How Unemployment Insurance Increased Unemployment

During the Great Recession, the unemployment rate in the United States rose dramatically, prompting a number of economic policy responses. One policy adopted by lawmakers was extending unemployment benefits. Benefit duration increased from its standard 26-week maximum to as long as 99 weeks. Although this policy is intended to ease the hardship of losing a job, recent evidence suggests that the value it adds to not having a job puts upward pressure on wages and consequently decreases hiring. As a result, extending unemployment benefit duration actually further elevated national unemployment from 2008 to 2012, increasing the quarterly rate by as much as 1.3 percentage points and keeping almost 2 million people from finding jobs.

This analysis estimates the unemployment rates for each quarter from Q1 2008 to Q4 2012, had unemployment benefits remained available for a maximum of 26 weeks. The data for the seasonally adjusted unemployment rate comes from the Bureau of Labor Statistics’ Current Population Survey’s Labor Force Statistics. According to the Congressional Research Service (Whittaker and Isaacs 2013), lawmakers extended unemployment benefits six times under the Emergency Unemployment Compensation Act of 2008 allowing states to provide unemployment benefits for up to 59 weeks from July 2008 to November 2008, 79 weeks from November 2008 to November 2009, 99 weeks from November 2009 to February 2012, 99 weeks from February 2012 to May 2012, 99 weeks from June 2012 to August 2012, and 93 weeks from September 2012 to December 2013.

According to Hagedorn, Karahan, Manovskii, and Mitman (2013), in any quarter a 1 percent extension in unemployment benefit duration is associated with a 0.0523 percent increase in the unemployment rate.
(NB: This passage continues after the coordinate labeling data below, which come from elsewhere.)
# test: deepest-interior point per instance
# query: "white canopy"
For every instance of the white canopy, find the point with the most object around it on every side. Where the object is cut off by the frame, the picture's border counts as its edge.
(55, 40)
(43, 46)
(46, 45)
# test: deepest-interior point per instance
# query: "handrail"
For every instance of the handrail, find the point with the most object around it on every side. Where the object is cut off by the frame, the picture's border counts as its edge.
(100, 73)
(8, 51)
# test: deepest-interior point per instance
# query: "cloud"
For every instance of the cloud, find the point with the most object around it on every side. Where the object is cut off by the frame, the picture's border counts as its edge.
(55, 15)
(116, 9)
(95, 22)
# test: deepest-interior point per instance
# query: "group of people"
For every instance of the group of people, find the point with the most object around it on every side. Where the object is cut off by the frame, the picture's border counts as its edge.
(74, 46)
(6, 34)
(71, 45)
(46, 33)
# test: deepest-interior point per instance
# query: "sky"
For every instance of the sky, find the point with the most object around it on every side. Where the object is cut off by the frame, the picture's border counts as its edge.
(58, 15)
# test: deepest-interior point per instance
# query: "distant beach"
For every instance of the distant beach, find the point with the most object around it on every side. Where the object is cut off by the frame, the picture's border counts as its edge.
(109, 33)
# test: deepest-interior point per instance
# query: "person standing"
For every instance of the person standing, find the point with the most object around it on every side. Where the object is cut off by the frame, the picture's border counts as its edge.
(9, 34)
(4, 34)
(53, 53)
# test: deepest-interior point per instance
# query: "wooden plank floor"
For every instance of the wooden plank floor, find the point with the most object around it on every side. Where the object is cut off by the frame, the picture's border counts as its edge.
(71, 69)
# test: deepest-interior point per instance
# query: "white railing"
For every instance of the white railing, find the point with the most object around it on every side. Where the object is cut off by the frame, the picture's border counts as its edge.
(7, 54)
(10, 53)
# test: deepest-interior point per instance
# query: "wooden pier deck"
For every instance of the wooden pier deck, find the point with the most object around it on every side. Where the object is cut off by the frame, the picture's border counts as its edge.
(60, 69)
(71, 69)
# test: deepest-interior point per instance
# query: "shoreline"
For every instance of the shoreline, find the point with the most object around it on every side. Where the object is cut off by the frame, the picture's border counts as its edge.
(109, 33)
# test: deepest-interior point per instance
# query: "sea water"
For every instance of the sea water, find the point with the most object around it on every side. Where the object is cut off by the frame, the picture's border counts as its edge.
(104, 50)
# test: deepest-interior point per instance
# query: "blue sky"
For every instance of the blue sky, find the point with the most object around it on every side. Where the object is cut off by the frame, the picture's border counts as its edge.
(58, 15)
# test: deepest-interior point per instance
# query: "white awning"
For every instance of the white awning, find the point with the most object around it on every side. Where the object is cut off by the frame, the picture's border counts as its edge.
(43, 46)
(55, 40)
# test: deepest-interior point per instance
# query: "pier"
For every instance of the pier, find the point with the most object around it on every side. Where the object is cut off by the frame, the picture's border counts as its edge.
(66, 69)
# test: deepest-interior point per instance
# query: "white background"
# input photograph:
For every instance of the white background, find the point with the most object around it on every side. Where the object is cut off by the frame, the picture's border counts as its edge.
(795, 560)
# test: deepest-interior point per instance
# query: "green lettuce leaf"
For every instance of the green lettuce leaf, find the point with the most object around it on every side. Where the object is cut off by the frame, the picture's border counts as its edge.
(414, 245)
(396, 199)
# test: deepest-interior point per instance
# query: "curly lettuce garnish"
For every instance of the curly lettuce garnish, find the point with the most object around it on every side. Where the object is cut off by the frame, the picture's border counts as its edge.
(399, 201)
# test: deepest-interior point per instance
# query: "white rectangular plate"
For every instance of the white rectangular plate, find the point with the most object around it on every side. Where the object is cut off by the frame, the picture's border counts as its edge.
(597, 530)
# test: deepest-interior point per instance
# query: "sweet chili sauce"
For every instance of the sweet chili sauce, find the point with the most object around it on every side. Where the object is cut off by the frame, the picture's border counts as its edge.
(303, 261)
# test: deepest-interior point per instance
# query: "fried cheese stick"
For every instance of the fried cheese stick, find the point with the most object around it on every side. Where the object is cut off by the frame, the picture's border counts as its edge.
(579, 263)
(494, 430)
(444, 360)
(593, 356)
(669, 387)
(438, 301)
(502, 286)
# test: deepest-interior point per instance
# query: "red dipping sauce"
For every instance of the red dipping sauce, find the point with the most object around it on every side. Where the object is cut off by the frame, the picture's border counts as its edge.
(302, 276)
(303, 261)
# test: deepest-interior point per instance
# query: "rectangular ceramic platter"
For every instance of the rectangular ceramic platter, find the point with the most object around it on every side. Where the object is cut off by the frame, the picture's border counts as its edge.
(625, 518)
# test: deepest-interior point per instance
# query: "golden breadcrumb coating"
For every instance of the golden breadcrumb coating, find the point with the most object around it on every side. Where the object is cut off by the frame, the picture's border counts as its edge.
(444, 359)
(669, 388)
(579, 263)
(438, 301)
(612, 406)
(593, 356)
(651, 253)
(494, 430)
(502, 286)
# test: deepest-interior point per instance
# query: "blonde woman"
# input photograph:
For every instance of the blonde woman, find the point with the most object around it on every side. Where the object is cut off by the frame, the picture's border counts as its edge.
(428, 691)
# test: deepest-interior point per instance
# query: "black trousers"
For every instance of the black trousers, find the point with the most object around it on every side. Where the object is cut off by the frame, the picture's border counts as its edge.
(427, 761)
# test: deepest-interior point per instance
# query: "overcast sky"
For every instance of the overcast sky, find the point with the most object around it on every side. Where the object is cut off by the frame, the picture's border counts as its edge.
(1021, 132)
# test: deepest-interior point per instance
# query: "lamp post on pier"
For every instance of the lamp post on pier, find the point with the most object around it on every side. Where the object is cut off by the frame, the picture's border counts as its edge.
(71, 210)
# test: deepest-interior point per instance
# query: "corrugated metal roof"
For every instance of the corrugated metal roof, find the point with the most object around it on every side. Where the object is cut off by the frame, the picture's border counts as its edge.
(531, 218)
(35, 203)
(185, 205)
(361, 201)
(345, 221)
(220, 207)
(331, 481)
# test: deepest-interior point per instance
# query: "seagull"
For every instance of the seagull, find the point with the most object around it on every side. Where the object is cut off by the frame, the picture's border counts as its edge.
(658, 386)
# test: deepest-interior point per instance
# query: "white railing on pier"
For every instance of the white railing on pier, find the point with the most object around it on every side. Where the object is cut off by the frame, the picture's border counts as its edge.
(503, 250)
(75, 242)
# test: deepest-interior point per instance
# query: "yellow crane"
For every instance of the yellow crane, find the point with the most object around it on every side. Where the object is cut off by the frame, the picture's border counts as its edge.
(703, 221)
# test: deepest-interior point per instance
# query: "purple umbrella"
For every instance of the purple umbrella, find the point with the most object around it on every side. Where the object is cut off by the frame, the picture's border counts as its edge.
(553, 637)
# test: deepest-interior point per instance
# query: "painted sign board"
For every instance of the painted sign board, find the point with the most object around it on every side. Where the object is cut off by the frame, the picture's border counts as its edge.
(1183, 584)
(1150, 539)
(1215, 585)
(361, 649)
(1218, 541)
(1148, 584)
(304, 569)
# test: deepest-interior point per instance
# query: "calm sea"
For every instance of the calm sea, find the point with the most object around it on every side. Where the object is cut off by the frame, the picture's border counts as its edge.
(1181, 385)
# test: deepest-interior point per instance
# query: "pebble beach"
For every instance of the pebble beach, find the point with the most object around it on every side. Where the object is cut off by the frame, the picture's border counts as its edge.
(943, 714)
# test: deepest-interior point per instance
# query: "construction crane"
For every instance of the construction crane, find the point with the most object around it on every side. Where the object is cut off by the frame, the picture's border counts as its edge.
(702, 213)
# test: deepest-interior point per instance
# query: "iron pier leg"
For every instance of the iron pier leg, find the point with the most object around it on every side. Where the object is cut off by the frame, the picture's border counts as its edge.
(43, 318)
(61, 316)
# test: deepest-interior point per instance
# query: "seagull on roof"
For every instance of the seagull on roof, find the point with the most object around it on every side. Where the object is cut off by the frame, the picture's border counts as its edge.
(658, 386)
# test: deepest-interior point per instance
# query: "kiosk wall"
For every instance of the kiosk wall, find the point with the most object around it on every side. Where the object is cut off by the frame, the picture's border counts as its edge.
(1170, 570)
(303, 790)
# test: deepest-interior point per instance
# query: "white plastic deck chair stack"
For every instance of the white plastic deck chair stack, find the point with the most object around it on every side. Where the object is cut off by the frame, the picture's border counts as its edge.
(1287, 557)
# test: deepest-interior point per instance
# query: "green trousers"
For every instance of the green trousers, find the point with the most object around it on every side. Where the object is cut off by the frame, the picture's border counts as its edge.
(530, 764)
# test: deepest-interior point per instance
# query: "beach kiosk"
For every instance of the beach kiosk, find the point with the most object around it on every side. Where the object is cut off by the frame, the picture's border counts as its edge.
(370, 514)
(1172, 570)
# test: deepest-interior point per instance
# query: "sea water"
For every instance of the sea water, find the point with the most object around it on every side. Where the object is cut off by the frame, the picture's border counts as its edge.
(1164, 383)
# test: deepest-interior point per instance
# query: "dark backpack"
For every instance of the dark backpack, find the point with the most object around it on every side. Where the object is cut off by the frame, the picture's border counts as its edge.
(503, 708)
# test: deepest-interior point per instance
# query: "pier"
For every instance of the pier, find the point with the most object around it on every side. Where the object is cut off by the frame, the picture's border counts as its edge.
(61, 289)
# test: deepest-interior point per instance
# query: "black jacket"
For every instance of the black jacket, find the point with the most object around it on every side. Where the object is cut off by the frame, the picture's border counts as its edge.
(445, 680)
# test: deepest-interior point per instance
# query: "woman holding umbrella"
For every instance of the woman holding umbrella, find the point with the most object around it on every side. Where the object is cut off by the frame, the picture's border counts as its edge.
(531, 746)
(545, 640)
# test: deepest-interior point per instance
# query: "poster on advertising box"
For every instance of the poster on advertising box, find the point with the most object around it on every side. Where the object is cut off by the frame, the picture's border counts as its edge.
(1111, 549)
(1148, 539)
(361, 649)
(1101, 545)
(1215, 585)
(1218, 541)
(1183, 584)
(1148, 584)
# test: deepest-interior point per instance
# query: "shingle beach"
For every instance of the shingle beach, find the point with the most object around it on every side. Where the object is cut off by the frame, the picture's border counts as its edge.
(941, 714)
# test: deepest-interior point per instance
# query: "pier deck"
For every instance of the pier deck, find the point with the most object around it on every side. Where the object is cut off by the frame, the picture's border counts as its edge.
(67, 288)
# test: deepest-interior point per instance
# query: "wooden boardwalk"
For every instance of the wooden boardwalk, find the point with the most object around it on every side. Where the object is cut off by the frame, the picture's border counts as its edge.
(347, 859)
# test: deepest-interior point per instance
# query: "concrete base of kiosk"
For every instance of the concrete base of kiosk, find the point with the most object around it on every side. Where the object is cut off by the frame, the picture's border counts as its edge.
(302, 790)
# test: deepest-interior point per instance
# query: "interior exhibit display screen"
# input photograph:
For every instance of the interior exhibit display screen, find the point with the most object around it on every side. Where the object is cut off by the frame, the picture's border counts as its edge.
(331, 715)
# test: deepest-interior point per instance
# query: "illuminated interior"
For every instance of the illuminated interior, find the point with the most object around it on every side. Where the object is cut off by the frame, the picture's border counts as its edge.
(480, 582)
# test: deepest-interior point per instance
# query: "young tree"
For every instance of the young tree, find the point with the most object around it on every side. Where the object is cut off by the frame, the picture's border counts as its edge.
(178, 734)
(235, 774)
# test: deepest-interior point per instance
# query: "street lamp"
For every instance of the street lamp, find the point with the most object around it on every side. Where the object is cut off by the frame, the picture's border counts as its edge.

So, for each quarter the report calculates the percent increase in unemployment benefit duration from the usual 26 weeks. For quarters where the maximum unemployment benefit length changed, the report uses the highest that existed during the time period. Using the percent increase in unemployment benefit duration and the Hagedorn et al coefficient, we calculate in percent how much the benefit extension increased the unemployment rate for each quarter. From there, we derive the unemployment rate in each quarter if unemployment benefits remained available for a maximum of 26 weeks.

Whereas the unemployment rate reached 9.9 percent, these results indicate it would have only peaked at 8.7 percent. The unemployment benefit extensions added as many as 1.3 percentage points to the unemployment rate and prevented as many as 1,950,000 unemployed people from finding jobs.